First the ESC could be integrated to the main control board. This would allow easier update of the algorithms of the ESC, lower latency and better logging possibilities (motor stall, current etc.).
Then the receiver could be integrated and changed to use digital signals. This would make it more flexible. No more a limited number of channels and loss of accuracy because of the PWM modulation (needs a new sender, too). Would it be possible to use WLAN? How much is the latency?
And then the camera could be connected to the main controller board, with a digital interface (like the industry standard CSI interface, for which you can get powerful cheap cameras). If the controller board uses an FPGA (the required power for the FPGA would be only a fraction compared to the motors), the FPGA could even do some real-time image process, e.g. for obstacle avoidance or speed calculation.
With a high resolution CSI camera, the FPGA could create a MP4 stream to log it to a SD-card as well. No need anymore for an extra action-cam. For the video downlink, the FPGA could scale the image to reduce the bandwidth. Easiest solution then would be to convert it to PAL or NTSC to use existing sender and receiver hardware. How much is the video latency from a CSI camera? If it first buffers one image, it could be already too slow for some FPV experts
But the video feed could be sent digitally, too. I think a line based transmission would be even better than the analog system. With analog video transmissions, sometimes multiple frames are lost, until the receiver re-synchronizes. With sufficient synchronization information in the digital signal, only a few lines should getting lost. Would it be fast enough to use WLAN for this, too? Using 2.4 GHz has the advantage that the signal has less problems with reflections or shielding by trees etc. than 5.8 GHz and you could use an off-the-shelf WLAN transceiver. Of course, because the camera downlink is digital, it could contain telemetry data, that are not visually embedded in the video feed, so that the video receiver can decide what to do with it, or how to log or process it.

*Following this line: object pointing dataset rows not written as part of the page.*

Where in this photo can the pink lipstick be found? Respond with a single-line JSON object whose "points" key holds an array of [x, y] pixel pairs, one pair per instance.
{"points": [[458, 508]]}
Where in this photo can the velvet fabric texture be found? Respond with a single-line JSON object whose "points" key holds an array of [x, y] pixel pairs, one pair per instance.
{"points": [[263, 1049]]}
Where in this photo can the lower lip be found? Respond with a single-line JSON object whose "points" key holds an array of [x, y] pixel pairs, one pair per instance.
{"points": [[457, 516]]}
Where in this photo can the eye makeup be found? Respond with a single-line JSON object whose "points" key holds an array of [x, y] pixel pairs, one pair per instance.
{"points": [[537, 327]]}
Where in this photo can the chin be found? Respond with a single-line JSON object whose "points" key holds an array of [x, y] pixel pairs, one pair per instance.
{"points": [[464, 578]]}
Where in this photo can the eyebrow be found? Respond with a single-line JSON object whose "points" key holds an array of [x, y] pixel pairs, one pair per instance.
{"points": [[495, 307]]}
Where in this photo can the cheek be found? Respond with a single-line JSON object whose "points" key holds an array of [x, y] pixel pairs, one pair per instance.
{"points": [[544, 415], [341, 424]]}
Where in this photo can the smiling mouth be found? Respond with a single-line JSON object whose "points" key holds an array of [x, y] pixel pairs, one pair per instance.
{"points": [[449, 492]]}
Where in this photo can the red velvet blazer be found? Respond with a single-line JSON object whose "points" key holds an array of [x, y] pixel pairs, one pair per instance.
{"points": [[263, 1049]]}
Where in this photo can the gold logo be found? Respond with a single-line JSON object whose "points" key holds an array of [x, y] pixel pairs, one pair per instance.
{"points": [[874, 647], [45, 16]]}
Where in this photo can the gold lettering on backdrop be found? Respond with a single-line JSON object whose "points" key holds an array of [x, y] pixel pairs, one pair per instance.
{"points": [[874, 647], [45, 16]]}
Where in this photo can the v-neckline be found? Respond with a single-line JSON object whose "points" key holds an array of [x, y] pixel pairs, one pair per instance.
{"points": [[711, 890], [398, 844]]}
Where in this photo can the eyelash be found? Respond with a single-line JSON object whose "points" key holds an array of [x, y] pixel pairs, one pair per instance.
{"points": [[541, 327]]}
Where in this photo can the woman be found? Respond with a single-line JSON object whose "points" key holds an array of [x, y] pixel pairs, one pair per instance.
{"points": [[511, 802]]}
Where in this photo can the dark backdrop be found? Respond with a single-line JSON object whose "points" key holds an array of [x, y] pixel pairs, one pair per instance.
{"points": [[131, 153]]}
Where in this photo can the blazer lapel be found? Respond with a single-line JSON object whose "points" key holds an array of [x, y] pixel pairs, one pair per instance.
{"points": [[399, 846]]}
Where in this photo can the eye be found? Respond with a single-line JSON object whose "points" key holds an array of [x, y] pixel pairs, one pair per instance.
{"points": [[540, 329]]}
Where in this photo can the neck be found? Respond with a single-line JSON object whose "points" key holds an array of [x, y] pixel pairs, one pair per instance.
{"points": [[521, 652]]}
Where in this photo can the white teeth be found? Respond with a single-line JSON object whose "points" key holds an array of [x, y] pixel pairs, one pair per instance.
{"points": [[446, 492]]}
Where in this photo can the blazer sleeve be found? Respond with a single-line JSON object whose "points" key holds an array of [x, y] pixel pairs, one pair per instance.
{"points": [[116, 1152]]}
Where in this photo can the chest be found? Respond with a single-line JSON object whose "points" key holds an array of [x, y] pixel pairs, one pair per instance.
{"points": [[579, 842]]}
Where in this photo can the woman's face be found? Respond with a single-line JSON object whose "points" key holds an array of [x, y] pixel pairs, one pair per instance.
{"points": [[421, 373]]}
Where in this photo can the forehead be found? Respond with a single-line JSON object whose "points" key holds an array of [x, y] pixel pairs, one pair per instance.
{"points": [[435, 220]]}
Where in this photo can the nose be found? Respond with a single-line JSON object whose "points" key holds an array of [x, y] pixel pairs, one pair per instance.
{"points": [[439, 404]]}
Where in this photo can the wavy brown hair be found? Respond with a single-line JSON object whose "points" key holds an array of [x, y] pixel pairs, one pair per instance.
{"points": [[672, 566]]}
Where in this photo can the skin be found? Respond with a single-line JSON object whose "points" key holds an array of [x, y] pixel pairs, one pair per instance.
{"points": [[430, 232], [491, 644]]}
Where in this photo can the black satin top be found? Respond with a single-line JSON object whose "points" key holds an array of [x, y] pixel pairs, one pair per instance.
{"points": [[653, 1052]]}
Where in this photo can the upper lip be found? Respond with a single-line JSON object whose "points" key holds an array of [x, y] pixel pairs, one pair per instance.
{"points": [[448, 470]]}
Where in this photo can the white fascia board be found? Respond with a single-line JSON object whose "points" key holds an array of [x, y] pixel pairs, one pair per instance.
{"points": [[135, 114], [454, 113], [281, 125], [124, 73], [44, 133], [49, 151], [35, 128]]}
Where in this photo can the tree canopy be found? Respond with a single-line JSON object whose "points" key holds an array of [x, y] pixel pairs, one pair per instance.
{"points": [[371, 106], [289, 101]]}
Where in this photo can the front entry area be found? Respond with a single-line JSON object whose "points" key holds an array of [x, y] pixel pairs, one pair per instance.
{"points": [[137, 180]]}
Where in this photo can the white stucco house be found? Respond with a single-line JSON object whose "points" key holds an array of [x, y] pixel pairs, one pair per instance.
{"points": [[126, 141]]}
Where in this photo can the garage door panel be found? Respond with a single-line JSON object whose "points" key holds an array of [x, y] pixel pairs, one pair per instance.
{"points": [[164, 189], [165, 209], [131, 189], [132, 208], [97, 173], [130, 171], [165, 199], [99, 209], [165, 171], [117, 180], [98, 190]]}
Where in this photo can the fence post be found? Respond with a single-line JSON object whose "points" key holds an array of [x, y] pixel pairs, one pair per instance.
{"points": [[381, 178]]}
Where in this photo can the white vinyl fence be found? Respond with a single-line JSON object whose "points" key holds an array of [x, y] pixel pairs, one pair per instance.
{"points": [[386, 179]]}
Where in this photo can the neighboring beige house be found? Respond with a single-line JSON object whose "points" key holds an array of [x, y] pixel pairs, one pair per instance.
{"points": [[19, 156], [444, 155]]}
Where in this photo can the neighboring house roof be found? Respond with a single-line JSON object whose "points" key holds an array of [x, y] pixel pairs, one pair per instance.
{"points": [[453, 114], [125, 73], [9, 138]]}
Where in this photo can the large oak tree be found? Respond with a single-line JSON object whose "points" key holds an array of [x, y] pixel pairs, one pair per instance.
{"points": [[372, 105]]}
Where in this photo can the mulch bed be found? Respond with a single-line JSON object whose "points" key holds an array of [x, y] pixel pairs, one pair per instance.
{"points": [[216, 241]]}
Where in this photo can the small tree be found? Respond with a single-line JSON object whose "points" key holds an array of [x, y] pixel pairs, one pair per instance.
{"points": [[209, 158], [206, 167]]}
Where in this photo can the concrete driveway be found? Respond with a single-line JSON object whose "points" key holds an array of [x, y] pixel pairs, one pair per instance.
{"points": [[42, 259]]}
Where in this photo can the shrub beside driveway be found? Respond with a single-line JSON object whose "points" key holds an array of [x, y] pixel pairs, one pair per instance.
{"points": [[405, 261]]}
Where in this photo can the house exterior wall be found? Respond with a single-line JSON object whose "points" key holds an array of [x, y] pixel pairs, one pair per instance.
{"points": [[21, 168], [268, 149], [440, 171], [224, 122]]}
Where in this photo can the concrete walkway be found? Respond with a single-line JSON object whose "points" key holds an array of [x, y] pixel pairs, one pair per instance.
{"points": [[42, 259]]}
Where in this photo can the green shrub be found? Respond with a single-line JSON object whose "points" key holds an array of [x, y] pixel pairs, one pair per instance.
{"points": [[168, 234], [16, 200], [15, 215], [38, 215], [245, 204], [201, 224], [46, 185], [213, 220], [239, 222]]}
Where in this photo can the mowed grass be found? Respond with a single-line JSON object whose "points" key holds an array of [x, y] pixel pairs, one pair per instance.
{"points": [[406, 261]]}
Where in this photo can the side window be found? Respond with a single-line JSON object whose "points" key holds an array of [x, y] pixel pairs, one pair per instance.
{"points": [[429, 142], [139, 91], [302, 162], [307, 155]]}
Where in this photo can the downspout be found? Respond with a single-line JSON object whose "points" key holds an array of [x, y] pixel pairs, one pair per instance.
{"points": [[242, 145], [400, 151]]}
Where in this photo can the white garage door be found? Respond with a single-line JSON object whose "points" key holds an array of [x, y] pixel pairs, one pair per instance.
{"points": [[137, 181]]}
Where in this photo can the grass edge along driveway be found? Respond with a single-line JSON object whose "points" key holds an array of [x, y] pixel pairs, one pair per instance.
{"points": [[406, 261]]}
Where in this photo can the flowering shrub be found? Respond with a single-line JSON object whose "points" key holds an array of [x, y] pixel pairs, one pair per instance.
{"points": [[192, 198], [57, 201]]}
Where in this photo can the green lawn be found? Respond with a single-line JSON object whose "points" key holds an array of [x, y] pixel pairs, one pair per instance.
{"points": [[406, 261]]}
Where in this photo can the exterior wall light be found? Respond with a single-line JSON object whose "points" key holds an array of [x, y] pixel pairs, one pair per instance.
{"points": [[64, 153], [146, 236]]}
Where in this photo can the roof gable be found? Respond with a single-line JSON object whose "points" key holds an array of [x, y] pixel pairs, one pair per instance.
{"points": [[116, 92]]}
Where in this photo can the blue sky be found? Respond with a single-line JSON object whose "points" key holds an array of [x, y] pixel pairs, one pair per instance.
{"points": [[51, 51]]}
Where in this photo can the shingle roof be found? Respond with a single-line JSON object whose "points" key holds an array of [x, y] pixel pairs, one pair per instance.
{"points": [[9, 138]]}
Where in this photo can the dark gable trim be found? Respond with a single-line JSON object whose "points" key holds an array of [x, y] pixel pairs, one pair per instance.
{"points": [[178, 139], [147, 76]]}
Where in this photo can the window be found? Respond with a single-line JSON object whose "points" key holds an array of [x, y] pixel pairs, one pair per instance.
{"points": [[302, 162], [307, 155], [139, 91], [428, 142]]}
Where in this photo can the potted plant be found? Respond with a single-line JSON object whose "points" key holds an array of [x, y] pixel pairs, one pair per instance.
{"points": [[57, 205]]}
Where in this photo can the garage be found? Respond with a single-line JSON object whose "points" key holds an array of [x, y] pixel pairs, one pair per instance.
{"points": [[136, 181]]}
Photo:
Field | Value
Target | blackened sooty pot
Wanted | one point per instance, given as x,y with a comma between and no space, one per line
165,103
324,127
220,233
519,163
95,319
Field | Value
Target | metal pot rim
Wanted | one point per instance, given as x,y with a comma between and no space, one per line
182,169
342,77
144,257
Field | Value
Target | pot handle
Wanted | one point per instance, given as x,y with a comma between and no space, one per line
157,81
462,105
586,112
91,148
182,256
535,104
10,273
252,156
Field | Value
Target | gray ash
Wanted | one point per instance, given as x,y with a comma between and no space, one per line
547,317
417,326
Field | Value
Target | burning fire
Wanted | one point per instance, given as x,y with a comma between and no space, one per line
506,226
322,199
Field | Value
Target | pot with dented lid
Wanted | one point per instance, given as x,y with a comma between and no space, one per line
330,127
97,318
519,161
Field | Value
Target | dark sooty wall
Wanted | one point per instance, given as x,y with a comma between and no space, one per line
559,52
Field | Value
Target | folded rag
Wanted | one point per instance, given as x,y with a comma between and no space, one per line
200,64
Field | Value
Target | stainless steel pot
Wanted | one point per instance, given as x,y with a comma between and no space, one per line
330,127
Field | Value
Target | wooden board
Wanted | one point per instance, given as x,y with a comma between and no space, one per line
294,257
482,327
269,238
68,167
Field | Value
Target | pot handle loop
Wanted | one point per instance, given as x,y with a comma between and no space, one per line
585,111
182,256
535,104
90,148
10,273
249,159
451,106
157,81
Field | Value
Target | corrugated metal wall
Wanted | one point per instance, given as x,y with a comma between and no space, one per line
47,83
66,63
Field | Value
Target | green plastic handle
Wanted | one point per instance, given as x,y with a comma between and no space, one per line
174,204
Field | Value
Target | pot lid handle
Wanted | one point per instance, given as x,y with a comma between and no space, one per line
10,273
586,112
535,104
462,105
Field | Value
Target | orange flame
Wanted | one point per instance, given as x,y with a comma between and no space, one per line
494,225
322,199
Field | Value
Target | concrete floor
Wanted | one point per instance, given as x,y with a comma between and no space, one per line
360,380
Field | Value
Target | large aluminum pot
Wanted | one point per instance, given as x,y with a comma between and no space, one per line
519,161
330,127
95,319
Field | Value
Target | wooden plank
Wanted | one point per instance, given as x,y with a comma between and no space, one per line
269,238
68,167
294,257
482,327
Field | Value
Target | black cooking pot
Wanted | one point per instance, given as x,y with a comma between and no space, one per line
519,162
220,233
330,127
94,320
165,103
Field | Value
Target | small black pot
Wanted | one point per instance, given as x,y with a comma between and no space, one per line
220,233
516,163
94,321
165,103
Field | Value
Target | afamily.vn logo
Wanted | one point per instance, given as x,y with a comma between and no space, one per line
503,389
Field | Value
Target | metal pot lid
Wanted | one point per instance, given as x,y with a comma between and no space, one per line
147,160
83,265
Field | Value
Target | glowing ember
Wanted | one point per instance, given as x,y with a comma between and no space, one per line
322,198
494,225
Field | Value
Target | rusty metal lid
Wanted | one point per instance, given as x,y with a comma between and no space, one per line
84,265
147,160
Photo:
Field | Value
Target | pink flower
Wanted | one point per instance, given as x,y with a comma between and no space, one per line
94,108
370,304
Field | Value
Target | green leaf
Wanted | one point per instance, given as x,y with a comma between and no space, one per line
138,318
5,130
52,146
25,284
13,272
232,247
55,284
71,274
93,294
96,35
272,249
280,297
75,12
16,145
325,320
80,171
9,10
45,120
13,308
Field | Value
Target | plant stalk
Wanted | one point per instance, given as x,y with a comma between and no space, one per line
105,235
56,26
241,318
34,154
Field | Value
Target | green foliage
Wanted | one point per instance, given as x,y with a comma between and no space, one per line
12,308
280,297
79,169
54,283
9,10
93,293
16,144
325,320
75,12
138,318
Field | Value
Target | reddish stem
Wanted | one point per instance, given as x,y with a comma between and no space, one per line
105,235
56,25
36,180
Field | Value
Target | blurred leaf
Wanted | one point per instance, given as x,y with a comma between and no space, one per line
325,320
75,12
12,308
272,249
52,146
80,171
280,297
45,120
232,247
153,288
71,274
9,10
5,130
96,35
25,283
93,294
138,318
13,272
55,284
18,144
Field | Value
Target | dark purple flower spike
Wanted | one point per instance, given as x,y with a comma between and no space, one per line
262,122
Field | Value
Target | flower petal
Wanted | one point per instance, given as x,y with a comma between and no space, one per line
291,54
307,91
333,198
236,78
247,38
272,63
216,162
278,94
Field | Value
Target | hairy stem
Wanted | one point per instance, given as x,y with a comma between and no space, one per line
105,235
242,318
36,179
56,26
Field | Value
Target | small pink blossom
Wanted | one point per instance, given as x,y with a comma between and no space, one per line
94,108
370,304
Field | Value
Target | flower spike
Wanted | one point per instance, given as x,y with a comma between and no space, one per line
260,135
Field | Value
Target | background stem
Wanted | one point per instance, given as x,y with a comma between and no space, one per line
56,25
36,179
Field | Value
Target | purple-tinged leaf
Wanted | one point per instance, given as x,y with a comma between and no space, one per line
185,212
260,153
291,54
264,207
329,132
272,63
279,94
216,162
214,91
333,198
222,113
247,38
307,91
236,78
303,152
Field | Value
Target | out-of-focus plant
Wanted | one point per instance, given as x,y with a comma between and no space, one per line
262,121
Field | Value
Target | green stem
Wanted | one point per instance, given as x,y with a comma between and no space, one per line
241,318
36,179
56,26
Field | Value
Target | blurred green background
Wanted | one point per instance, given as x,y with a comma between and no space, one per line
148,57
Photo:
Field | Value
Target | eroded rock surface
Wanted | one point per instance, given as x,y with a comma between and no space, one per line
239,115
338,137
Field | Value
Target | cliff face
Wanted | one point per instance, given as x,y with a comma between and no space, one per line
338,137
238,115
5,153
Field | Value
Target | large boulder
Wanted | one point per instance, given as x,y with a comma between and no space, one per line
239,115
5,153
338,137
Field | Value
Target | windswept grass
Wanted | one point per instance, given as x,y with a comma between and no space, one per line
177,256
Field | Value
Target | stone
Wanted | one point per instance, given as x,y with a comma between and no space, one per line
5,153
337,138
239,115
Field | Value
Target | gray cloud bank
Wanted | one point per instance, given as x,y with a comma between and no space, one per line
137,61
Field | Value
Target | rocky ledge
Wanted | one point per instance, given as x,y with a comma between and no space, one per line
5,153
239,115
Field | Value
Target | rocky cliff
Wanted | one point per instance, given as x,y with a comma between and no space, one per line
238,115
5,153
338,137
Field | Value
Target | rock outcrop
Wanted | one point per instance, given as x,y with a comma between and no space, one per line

This system would be not as flexible as the traditional system, but would result in a much better copter, if built for one specific model.
And regarding the PID tuning: why has this to be done manually? I'm not an expert, but IIRC there are algorithms which do this automatically. If it starts with some reasonable default values, and then measures lots of data, including GPS, accelerometer, gyro and maybe even evaluate the video feed (could be done offline on a PC), this shouldn't be too difficult.